Through this plot twist, Disappearing Earth presents the complex influence of cultural differences, colonialism, and the rural/urban divide on law enforcement and public response to the disappearances, all in the context of post-Soviet Russia. Loosely connected stories through the months of a year reveal the range of emotional impacts these disappearances have on women among the interlinked villages of this peninsula with no roads connected to the outside world.

Geography and history constrain patterns of behavior

In the rural north of Disappearing Earth, conflicting desires and impulses settle into maturity and acceptance of community expectations.

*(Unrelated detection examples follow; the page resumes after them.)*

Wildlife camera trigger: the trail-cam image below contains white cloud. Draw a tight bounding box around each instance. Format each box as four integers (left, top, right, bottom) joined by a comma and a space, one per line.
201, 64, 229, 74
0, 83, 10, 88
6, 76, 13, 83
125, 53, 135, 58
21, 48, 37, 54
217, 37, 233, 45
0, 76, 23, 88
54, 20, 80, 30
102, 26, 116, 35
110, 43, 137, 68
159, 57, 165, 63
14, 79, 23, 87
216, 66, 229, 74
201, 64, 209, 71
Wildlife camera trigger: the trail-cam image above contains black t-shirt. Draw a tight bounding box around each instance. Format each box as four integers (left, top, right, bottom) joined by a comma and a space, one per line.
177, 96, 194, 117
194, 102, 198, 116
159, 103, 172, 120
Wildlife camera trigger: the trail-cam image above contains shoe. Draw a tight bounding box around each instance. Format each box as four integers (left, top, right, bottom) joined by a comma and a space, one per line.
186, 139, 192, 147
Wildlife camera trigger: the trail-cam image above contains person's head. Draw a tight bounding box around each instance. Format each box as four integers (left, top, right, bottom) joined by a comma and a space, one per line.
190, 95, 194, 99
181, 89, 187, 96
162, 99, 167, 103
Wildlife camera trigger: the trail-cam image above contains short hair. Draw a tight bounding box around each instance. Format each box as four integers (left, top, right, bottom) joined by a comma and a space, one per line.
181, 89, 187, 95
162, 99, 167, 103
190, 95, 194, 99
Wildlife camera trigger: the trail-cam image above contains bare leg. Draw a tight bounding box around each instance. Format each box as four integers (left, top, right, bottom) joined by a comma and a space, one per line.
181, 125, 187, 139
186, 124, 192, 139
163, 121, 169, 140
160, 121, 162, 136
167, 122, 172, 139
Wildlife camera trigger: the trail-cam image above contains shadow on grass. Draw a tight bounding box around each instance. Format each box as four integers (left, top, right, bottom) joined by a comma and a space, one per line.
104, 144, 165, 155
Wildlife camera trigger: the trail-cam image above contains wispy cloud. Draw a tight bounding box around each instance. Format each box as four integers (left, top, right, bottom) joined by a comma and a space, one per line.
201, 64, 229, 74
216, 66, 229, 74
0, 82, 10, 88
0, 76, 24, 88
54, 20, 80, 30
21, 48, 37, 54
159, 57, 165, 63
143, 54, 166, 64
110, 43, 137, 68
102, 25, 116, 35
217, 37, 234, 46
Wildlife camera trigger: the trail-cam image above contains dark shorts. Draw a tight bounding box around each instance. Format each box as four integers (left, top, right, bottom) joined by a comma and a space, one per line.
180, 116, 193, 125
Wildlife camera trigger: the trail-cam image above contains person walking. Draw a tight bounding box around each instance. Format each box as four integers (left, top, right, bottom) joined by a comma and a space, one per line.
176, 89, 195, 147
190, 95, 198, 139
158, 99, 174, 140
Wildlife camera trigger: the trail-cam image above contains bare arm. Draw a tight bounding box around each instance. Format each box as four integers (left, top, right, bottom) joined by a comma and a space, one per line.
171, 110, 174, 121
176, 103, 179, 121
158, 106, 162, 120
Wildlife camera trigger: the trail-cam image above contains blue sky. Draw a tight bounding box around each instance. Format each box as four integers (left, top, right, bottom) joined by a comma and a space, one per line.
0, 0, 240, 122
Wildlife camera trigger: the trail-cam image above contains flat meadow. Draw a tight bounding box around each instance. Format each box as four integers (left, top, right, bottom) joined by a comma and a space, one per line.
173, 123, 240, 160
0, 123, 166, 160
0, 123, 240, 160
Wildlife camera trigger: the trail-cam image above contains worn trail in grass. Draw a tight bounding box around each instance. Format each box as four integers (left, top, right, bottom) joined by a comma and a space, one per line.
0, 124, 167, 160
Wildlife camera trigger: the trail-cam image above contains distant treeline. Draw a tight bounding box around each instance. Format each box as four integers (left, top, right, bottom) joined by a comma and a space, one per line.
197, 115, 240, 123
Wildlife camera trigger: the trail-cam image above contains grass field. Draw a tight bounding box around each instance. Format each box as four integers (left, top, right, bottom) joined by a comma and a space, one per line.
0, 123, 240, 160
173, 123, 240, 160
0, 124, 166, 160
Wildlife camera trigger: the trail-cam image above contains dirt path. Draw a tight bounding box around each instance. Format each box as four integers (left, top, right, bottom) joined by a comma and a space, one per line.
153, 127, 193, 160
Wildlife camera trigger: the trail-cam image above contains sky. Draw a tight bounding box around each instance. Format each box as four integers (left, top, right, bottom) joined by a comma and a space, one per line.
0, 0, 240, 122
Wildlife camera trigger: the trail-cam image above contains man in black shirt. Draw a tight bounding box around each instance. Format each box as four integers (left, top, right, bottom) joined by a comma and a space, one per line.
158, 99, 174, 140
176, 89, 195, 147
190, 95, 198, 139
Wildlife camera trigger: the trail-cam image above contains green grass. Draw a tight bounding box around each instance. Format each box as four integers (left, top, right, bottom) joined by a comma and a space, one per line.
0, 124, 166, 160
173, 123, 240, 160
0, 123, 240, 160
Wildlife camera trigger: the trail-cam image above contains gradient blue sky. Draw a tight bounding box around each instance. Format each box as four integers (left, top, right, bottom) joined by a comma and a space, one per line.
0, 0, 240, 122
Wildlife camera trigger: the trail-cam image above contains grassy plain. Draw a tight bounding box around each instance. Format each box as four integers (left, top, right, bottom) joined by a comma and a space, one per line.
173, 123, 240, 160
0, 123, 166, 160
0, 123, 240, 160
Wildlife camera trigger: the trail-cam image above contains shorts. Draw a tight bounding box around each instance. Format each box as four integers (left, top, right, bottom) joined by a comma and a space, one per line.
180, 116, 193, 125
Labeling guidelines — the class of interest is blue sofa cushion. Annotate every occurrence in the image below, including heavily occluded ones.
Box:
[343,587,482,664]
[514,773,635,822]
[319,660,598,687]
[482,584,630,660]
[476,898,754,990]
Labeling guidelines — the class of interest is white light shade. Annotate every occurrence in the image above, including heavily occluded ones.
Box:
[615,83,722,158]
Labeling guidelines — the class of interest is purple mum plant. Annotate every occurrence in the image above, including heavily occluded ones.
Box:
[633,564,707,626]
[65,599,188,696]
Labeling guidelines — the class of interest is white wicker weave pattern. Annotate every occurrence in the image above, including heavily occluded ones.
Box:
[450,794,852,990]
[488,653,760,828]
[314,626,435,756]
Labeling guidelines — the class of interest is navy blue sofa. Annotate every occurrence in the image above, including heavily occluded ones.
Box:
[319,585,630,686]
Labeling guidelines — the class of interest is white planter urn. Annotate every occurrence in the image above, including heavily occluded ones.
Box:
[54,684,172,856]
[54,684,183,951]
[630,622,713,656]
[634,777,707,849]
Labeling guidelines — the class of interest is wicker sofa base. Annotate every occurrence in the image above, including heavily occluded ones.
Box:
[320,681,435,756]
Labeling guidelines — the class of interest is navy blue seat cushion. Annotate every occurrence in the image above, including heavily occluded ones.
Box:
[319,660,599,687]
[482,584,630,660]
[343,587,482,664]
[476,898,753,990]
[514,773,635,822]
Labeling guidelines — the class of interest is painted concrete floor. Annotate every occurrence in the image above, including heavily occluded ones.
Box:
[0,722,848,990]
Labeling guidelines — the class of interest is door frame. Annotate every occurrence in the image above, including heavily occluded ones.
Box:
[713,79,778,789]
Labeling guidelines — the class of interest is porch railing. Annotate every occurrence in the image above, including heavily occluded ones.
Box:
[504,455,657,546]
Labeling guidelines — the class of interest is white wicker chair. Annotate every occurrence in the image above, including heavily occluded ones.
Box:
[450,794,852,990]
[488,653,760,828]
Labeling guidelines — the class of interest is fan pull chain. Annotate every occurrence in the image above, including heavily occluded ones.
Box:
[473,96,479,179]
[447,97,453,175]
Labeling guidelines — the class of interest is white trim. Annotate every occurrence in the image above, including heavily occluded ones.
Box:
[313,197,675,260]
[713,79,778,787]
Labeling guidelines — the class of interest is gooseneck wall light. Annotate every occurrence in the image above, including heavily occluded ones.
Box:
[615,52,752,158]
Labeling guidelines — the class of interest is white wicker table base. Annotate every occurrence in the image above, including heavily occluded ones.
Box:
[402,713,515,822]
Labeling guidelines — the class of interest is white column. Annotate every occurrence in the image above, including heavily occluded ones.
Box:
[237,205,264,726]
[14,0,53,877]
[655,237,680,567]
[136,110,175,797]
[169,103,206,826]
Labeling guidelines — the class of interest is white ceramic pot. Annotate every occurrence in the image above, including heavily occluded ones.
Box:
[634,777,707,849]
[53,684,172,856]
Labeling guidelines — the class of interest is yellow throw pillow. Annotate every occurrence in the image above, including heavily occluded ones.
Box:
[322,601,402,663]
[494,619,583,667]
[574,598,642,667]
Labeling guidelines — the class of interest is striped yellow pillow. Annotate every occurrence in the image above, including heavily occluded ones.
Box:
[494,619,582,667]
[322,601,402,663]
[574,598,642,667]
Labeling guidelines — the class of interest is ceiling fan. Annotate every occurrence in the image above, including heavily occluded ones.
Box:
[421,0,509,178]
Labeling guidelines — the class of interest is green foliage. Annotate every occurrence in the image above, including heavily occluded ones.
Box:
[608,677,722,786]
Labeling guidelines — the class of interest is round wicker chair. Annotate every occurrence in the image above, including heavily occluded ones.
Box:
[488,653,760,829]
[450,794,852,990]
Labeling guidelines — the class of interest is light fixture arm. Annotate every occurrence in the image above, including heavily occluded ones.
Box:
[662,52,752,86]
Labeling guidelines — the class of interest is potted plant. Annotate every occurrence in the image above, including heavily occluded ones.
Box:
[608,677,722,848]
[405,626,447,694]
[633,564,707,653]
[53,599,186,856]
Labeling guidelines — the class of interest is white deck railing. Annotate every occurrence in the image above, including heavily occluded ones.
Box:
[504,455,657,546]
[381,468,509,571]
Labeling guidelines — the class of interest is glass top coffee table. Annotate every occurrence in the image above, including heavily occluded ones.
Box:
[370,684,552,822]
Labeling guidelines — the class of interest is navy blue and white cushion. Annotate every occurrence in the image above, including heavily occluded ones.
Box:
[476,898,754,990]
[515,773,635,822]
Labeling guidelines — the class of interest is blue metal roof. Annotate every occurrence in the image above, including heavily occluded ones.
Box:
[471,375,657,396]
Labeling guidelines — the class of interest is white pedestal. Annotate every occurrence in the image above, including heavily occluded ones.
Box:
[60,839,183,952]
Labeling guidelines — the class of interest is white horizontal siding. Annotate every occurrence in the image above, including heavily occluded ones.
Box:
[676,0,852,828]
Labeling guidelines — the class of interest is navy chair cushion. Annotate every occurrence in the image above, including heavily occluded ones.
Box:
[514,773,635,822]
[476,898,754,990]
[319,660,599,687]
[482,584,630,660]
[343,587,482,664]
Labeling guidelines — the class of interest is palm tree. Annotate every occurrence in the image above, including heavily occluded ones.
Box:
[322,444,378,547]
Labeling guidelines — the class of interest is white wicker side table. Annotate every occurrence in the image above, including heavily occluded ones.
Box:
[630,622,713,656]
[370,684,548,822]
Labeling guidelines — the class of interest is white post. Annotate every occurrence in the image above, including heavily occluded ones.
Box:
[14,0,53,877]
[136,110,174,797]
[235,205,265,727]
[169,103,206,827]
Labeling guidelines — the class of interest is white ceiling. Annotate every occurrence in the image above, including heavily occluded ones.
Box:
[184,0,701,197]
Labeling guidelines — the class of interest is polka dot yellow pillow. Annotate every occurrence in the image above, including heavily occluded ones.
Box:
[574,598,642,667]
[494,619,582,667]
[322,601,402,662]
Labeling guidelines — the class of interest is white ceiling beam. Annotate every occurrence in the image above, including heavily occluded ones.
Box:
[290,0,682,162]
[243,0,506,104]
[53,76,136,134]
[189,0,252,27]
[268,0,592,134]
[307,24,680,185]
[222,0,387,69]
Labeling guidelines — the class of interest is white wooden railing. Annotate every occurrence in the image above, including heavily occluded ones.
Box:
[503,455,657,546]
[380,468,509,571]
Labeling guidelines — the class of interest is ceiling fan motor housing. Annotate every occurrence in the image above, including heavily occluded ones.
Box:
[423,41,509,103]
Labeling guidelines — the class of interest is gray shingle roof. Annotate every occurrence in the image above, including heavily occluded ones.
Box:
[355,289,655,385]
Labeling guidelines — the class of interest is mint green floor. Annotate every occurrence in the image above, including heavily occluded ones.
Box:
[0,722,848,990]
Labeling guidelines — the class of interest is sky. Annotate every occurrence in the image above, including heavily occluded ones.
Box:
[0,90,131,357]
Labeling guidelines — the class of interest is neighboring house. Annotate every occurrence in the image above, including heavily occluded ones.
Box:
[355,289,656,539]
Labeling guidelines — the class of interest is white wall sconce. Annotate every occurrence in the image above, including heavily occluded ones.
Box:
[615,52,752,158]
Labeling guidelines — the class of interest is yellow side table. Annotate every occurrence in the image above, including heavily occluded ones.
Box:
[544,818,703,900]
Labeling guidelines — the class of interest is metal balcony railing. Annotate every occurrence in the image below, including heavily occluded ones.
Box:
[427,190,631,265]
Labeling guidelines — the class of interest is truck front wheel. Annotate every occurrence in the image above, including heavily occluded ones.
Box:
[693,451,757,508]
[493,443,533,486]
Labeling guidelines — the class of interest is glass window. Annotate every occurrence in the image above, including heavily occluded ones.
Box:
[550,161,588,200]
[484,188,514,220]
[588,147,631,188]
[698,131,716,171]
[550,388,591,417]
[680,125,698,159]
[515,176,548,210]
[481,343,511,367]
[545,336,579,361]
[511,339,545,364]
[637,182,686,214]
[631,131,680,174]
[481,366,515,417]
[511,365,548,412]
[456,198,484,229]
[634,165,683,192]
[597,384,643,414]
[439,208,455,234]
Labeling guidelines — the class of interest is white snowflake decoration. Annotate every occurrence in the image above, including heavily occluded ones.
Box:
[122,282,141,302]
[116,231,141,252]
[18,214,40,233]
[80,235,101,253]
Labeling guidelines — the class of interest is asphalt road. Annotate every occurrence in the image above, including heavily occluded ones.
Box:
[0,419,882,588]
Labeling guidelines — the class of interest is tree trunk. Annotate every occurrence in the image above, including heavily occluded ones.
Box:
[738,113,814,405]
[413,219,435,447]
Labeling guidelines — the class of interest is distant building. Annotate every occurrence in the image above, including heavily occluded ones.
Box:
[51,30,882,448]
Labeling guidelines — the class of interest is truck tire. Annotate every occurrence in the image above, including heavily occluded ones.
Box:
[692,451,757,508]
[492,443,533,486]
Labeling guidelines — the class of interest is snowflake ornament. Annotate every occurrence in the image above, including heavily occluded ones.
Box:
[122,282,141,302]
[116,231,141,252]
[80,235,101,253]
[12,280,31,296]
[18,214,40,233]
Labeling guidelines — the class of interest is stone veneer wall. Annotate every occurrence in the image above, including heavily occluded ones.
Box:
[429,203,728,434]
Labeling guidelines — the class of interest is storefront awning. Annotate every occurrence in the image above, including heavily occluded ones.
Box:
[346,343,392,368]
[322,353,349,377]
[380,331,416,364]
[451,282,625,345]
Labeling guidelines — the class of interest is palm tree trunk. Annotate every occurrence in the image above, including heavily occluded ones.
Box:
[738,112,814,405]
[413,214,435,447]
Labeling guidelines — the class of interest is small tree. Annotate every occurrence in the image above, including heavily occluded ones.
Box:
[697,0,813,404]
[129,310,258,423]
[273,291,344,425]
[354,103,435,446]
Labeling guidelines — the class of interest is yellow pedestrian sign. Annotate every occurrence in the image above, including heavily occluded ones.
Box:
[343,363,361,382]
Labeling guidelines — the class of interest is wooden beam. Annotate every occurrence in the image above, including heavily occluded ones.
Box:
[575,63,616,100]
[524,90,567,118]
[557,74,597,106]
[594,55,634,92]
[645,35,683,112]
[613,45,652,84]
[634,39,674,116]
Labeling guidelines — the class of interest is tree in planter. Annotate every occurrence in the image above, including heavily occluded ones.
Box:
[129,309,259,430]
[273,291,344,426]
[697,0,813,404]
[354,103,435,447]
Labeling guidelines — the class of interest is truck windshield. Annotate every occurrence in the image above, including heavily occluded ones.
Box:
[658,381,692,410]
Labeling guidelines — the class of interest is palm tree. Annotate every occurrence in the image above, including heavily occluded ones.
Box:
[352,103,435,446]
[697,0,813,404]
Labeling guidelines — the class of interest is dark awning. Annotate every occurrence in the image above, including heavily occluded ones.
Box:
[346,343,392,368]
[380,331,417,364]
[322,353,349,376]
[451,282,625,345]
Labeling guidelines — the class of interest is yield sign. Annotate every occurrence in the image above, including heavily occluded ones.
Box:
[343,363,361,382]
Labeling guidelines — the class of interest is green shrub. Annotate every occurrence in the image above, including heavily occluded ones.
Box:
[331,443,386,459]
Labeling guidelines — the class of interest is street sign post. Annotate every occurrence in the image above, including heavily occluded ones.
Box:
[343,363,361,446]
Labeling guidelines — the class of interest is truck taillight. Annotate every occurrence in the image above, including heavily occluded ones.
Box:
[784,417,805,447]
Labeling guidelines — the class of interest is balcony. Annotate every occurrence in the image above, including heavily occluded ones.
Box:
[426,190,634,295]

Relationships between people of multiple cultures, ages, and beliefs reveal intergenerational struggles between those who experienced the relative wealth of Soviet Kamchatka and the younger generation who have grown up with Internet and social media. And the disappearance of the girls impacts every woman in this story, weaving into their larger internal narrative,

” . . . Kamchatka was no longer a place to raise a family. Just look at the hole in her cousin’s life where a daughter belonged. The communities Revmira grew up in had splintered, making them easy places to be forgotten, easy places to disappear. Revmira’s parents had raised her in a strong home, an idyllic village, a principled people, a living Even culture, a socialist nation of great achievement. That nation collapsed. Nothing was left in the place it had occupied.” (p. 140)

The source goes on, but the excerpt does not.